Millions of millennials have heard the message: Saving early and often is the key to long-term financial security. Nearly one in five saves 15% or more of every paycheck in a 401(k) plan, new research shows, which puts them on track to building $1 million retirement portfolios.
This finding should not take anyone by surprise. Millennials may be quirky, disinterested in a traditional career or formal marriage, and even annoyingly self-entitled. But they were at an impressionable age during the financial crisis and many took its lessons to heart. For a large segment, saving is part of their psyche—similar to their grandparents who came of age during the Great Depression.
Among older generations, a greater percentage save 15% or more, according to Fidelity Investments. Some 29% of Gen X-ers, for example, are socking away 15% or more. (This data comes from Fidelity's analysis of savings habits the 13 million 401(k) investors in the plans it administers.) But older Americans have higher incomes and less time to save. The urgency is particularly acute among boomers, who have beefed up savings late in the game.
An Early Start
But neither of those older generations began saving as early as millennials. Transamerica Center for Retirement Studies found that 71% of millennials eligible for a 401(k) plan participate and that 70% of millennials began saving at an average age of 22. By way of comparison, boomers started saving at an average age of 35.
Millennial super savers, as Fidelity calls them, are not necessarily high earners. On average, they make $73,000 a year. That’s decent income but not nearly enough to make saving a slam-dunk. The average millennial in the Fidelity database earns $59,000 a year.
Super savers are putting away some 11% of pay, plus a 4% employer matching contribution, which is about twice the average for their generation. Their 401(k) balance, on average, is about three times that of the average millennial saver—$44,300 vs. $13,300. All of which puts them on an easy course to becoming 401(k) millionaires, Fidelity says.
What’s their secret? To a degree, it’s just that they have parents, co-workers or friends who have spoken to them about the importance of saving, says Meghan Murphy, director of workplace thought leadership at Fidelity.

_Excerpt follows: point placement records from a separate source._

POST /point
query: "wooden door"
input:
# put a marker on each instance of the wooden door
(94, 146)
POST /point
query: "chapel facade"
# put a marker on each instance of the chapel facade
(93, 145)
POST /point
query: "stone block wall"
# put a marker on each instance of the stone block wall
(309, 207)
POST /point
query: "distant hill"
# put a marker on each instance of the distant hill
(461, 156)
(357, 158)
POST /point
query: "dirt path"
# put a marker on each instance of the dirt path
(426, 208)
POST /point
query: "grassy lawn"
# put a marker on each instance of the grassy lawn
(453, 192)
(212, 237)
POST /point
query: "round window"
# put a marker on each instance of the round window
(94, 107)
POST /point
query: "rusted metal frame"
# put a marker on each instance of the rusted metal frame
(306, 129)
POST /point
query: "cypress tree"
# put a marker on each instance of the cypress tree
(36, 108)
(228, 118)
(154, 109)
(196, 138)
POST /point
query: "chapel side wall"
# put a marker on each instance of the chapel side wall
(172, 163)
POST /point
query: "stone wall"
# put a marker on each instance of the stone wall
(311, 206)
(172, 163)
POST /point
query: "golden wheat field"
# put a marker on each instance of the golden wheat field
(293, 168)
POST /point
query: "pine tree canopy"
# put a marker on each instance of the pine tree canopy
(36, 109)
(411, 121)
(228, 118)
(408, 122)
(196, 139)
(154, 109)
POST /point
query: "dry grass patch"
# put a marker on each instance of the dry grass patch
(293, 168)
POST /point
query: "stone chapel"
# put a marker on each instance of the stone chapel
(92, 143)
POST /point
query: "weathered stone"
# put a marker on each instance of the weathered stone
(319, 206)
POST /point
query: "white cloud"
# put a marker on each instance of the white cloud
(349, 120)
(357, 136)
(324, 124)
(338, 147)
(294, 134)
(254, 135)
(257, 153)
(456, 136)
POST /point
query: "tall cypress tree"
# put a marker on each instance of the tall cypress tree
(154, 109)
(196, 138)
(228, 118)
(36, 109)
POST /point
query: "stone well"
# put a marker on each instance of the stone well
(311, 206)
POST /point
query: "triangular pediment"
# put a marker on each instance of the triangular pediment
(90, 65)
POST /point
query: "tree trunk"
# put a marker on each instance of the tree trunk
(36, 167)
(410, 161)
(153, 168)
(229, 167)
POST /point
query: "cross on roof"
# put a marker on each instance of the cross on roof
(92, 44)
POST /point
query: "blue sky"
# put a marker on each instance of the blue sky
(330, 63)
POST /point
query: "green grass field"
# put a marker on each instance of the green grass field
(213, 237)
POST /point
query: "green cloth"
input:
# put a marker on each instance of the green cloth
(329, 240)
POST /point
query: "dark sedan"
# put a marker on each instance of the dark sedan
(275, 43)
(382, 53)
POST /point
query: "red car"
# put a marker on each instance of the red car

Being a college graduate tends to lead to greater understanding of financial issues and wiser money decisions, other research has found. But Murphy says education, wealth, and other factors were not evident in her research. The super savers have been fortunate enough to have had someone talk to them about saving, and now they are taking charge of their financial life. Four in five actively enrolled in their plan and choose their own investments. “They are very hands on,” Murphy says.
Aiming for 15%
Most millennials in a 401(k) plans got there through auto-enrollment and many simply stick with their default option—typically a low contribution rate of 3% and a target-date fund. Auto-enrollment, along with target-date funds, has been hailed as the solution to retirement security. But the Fidelity data show that these features do not go far enough. Only small percentage of plans automatically increase contributions, and few workers do it voluntarily, which means many are falling short in their savings.
That’s not a knock on automatic 401(k) programs. Two-thirds of millennials would not be enrolled without them and half of all contribution increases are a result of auto-escalation, Murphy says. Meanwhile, target-date funds provide solid diversification. But to be a super saver and really prepare for retirement, all millennials should start now and work at getting their savings rate up to 15%.
A solid start is to make certain you are contributing enough to get the full employer match and then raising that level by one or two percentage points a year until you are saving 15%. This calculator will show you how quickly your savings level will get you to a million.
The surest way to make sure you reach your retirement goals is make your savings increases happen automatically. In many plans, you can simply choose an auto-escalation feature, and it all gets done for you. By making this feature more widely available, or setting it as a default, employers can help mint more 401(k) millionaires.